Krótkie łańcuchy dostaw
– Należy też ostrożniej podchodzić do mitu związanego z naciskiem na eksport – wyjaśnił Komisarz Janusz Wojciachowski. – Cieszą oczywiście szeroko w mediach komentowane dane świadczące o rozwoju naszego eksportu, ale trzeba też mieć świadomość, że Polska to 38 milionowy rynek i tu należy szukać szans rozwoju dla rolnictwa. Widać też, że Polacy coraz więcej myślą o tym co jedzą. Skąd żywność pochodzi i czy nie zaszkodzi to ich zdrowiu. I w tym widzę szansę dla polskich rolników, ale potrzebna jest rzeczowa i konkretna promocja u konsumentów.
Rola władz państwowych
Kolejna podstawa unijnej polityki to planowane programy wsparcia dla mniejszych, a szczególnie rodzinnych gospodarstw rolnych.

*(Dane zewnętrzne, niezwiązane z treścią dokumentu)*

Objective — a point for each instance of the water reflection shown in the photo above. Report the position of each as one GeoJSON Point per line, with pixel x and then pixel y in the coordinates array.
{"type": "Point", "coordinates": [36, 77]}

– Jak mówiłem, rzecz w tym by odpowiednimi zachętami skłonić rolników do podjęcia pracy nad produkcją wysoko jakościowej i zdrowej żywności – stwierdził Janusz Wojciechowski. – Dlatego nowa WPR musi zawierać właściwie dobrane programy, a one muszą uwzględniać potrzeby konkretnych krajów. Stąd podział na Narodowe Strategie Rozwoju i tak duży udział władz poszczególnych państw członkowskich Unii przy tworzeniu WPR. Inne też będą wymagania w stosunku do państw bardziej obciążających środowisko jak Dania czy Niderlandy (Holandia), a inne dla krajów takich jak Polska. Kraje te muszą jednak umieć określać własne potrzeby. Stąd tak ważny jest dialog polskiego Rządu z polskimi rolnikami.
Nowy Zielony Ład
W tym przypadku Komisarz Europejski wyraził opinię, że paradoksalnie szansą dla polskich rolników może być obecny stan krajowego rolnictwa, w którym procesy scalania i intensyfikacji produkcji rolnej nie zaszły tak daleko jak w Holandii czy Danii.
– Moim marzeniem jest by polscy rolnicy, którzy skorzystają z przyszłego unijnego wsparcia mogli opłacalnie dla siebie przestawić zakres swojej pracy czy wręcz powrócić do porzuconych już zajęć, jak na przykład hodowli bydła. Przecież jest w Polsce tyle nieużywanych już obór i innych budynków gospodarskich. Nie trzeba ich więc budować. Można powrócić, ale do tego potrzebne jest wsparcie i nad nim właśnie pracujemy.
Komisarz Janusz Wojciechowski nawiązał też do obaw wysuwanych przez wiele środowisk rolniczych w sprawie unijnego założenia dotyczącego przekazania 25 procent powierzchni użytków rolnych na potrzeby związane z ekologią. Tu też odpowiedzią mają być zachęty i odmienne wymagania w stosunku do państw na różnym poziomie rozwoju.
Raport o stanie prac
Komisarz Europejski przypomniał również, że państwa członkowskie UE mają czas do końca roku na przygotowanie własnych narodowych strategii rozwoju. Natomiast w 2022 roku programy te będą analizowane i negocjowane pod kątem zgodności z założeniami przyszłej WPR. Dodajmy, że w ramach dzisiejszego „Dialogu Obywatelskiego” odbył się też panel ekspertów pn.: „Europejski Zielony Ład – szanse i zagrożenia dla polskiej wsi” z udziałem: Komisarza Janusza Wojciechowskiego, Anny Gembickiej – Sekretarza Stanu w Ministerstwie Rolnictwa i Rozwoju Wsi, Iwony Nurzyńskiej (niezależny ekspert) i Mieczysława Babalskiego ze Stowarzyszenia Ekołan.